En quelques tours de roues on se trouva, en effet, sur cette place. La pluie avait cessé de tomber. Jean remit au jeune paysan le prix convenu du voyage, et ce fut pour celui-ci un véritable soulagement : sa crainte avait réellement été jusque-là de voir les deux gamins, tout à fait légers de bagages, se laisser glisser de sa carriole par derrière et s’esquiver dans les champs, ou « s’agrioter » dans les bois.

— Voulez-vous pas retourner à Elbeuf… au même prix, men p’tiot monsieur de Paris ? dit le Normand au jeune garçon. Son bonnet ôté, il se grattait le derrière de l’oreille pour s’encourager à conclure un nouveau marché avantageux.

— Oh ! que non ! lui répondit Jean. Puis se ravisant, il demanda : Quand repartez-vous ?

— Quand deux heures sonneront à la tinterelle. Sans être souliban[1] je vas tout de même mâquer un morceau… une écuellée de soupe. Dame ! je sommes levé depuis la crique du jour.

— Eh bien, il se peut que je vienne vous retrouver avant cette heure, s’il m’est possible de terminer les affaires pour lesquelles je suis venu à Louviers.

Jean entraîna Barbillon du côté des manufactures. Il comptait s’y prendre mieux qu’à Elbeuf. Les deux jeunes garçons pénétrèrent dans la cour d’un grand établissement de construction de machines. Au milieu de la cour, nombre d’ouvriers hissaient sur un chariot massif plusieurs lourdes pièces, destinées à figurer à l’Exposition universelle de Paris qui devait s’ouvrir quelques mois plus tard.

Jean questionna :

— Avez-vous des ouvriers allemands… parmi vous ?

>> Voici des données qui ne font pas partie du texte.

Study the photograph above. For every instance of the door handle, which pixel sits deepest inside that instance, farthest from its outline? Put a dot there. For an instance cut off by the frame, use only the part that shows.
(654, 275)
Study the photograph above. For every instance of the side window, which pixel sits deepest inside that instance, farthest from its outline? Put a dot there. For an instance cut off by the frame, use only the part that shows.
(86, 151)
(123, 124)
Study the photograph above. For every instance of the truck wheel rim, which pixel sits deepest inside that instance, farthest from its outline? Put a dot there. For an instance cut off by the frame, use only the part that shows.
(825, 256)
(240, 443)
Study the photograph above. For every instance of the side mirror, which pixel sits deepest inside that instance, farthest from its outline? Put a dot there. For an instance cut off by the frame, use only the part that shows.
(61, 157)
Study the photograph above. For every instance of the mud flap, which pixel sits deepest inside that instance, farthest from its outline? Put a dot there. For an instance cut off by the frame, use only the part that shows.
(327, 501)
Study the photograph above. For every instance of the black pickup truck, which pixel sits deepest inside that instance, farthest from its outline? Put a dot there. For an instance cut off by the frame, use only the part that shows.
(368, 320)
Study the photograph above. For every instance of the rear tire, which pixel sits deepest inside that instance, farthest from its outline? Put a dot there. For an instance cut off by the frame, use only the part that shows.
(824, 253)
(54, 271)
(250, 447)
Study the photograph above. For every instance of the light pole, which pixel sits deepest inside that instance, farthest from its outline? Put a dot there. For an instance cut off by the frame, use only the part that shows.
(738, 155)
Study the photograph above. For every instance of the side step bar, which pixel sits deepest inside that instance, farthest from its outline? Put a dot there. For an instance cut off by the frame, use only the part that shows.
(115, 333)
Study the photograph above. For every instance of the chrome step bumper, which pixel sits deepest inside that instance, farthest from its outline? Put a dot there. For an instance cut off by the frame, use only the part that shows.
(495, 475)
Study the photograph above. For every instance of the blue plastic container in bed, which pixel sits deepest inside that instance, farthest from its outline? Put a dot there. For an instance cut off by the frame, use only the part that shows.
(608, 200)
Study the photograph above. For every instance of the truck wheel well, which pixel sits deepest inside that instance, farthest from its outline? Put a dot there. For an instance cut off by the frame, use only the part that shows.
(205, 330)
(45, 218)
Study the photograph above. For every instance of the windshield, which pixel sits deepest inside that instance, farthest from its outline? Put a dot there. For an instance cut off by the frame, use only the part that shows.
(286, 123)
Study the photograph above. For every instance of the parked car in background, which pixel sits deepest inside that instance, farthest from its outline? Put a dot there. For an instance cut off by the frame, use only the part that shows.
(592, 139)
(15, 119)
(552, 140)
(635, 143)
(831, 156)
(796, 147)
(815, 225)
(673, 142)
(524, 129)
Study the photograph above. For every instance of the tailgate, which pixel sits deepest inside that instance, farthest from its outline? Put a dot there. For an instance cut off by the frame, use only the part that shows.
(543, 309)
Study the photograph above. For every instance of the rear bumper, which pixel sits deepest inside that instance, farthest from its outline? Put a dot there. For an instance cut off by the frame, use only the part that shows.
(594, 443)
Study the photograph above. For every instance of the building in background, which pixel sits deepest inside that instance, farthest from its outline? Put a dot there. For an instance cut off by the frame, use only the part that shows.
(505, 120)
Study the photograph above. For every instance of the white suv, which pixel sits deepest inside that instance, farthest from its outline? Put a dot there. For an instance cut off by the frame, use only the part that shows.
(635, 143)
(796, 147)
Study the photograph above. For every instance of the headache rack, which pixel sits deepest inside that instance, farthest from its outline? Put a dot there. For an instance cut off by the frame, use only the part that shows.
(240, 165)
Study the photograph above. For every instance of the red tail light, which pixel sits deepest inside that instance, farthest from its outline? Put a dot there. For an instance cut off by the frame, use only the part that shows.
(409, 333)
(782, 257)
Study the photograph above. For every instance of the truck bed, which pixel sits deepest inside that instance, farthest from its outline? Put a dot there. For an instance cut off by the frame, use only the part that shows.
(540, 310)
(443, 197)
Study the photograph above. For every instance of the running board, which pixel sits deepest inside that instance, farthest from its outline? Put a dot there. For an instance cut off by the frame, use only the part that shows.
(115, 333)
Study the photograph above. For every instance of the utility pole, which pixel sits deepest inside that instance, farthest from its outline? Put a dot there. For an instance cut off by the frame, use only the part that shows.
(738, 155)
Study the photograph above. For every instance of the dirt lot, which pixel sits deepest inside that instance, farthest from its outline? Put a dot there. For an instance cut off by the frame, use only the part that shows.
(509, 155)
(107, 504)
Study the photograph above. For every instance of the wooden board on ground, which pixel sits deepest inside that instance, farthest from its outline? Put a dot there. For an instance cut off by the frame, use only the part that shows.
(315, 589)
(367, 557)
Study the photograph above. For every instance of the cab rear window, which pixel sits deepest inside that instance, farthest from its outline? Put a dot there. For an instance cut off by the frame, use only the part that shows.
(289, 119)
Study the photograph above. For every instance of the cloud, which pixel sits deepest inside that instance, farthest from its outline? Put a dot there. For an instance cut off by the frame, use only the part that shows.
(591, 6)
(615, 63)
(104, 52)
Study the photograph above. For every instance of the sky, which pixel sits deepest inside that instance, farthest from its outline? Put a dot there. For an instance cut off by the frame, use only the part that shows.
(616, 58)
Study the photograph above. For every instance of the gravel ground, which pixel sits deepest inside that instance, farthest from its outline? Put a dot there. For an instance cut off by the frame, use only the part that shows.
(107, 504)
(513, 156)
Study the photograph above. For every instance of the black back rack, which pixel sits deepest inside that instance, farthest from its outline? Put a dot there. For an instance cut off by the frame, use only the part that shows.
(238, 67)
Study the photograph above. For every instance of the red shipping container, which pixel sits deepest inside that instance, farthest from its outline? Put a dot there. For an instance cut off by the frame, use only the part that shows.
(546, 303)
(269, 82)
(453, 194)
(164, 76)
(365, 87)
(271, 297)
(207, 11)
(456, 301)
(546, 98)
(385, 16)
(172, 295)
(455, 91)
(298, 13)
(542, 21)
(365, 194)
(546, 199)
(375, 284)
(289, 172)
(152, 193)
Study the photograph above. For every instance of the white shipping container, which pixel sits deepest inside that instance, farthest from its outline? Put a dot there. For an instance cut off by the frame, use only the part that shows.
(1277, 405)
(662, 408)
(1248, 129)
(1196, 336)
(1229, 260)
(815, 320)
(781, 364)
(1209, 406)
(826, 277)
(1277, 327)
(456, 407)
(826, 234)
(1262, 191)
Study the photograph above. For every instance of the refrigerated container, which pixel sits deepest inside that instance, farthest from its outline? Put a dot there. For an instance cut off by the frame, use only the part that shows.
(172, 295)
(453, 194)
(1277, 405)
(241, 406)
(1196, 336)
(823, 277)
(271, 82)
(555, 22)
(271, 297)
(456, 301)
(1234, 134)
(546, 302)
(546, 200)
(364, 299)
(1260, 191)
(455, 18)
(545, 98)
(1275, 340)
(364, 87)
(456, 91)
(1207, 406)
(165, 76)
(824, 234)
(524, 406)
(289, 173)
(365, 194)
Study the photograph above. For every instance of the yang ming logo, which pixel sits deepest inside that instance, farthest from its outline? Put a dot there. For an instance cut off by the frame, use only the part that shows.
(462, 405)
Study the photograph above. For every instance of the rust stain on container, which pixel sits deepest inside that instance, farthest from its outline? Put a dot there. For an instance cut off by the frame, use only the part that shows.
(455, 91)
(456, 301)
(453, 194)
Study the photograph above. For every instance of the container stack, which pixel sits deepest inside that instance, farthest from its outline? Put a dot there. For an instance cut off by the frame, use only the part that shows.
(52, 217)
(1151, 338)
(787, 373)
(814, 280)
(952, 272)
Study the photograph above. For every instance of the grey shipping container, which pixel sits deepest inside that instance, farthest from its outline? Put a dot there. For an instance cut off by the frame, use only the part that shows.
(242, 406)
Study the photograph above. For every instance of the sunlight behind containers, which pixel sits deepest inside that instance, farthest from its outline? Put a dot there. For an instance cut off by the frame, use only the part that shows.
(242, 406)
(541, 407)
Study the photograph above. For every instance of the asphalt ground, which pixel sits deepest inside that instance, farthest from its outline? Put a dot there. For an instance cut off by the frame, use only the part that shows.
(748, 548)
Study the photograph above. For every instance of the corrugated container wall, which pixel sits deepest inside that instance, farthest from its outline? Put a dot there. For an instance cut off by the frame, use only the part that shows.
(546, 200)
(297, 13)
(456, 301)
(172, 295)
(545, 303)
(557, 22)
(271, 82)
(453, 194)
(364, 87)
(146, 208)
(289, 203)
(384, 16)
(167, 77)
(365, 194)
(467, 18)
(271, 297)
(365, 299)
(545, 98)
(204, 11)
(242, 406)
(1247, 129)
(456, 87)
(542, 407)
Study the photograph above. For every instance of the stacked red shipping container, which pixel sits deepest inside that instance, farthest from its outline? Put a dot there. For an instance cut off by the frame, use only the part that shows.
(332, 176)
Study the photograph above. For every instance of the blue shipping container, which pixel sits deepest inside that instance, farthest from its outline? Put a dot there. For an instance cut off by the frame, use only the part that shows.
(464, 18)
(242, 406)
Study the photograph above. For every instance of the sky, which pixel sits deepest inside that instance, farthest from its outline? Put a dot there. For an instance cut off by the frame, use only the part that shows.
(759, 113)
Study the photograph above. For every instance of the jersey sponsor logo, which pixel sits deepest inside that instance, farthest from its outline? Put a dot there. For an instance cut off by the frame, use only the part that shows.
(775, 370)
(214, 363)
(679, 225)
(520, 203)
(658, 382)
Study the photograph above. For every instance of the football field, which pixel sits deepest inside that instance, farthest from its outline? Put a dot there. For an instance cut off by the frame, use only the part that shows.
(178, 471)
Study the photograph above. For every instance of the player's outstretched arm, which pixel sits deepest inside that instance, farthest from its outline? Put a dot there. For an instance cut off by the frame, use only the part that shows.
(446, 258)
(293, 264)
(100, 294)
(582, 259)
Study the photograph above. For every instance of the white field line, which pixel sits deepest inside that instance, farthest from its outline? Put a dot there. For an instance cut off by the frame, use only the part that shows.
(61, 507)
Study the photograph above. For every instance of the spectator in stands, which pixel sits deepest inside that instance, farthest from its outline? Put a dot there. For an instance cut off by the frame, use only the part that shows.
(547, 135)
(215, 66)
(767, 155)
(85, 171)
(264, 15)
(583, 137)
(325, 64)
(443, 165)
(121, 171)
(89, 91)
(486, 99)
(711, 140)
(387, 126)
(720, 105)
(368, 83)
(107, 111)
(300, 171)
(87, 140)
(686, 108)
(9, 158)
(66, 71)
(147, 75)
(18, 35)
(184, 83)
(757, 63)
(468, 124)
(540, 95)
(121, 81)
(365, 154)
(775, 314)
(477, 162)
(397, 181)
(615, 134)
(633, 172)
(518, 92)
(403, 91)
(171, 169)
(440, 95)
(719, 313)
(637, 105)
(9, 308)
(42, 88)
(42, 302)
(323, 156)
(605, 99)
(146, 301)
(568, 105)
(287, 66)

Un ouvrier de haute stature, noirci par la forge, se retourna à demi, esquissant un sourire dédaigneux.

— Il n’y a pas de ça, ici, dit-il. Tu te trompes de porte, mon gars.

— Tant pis et tant mieux ! fit Jean.

— Quoi, tant mieux ?

— Qu’il n’y ait point d’Allemand…

— Et tant pis ?

  1. Gourmand.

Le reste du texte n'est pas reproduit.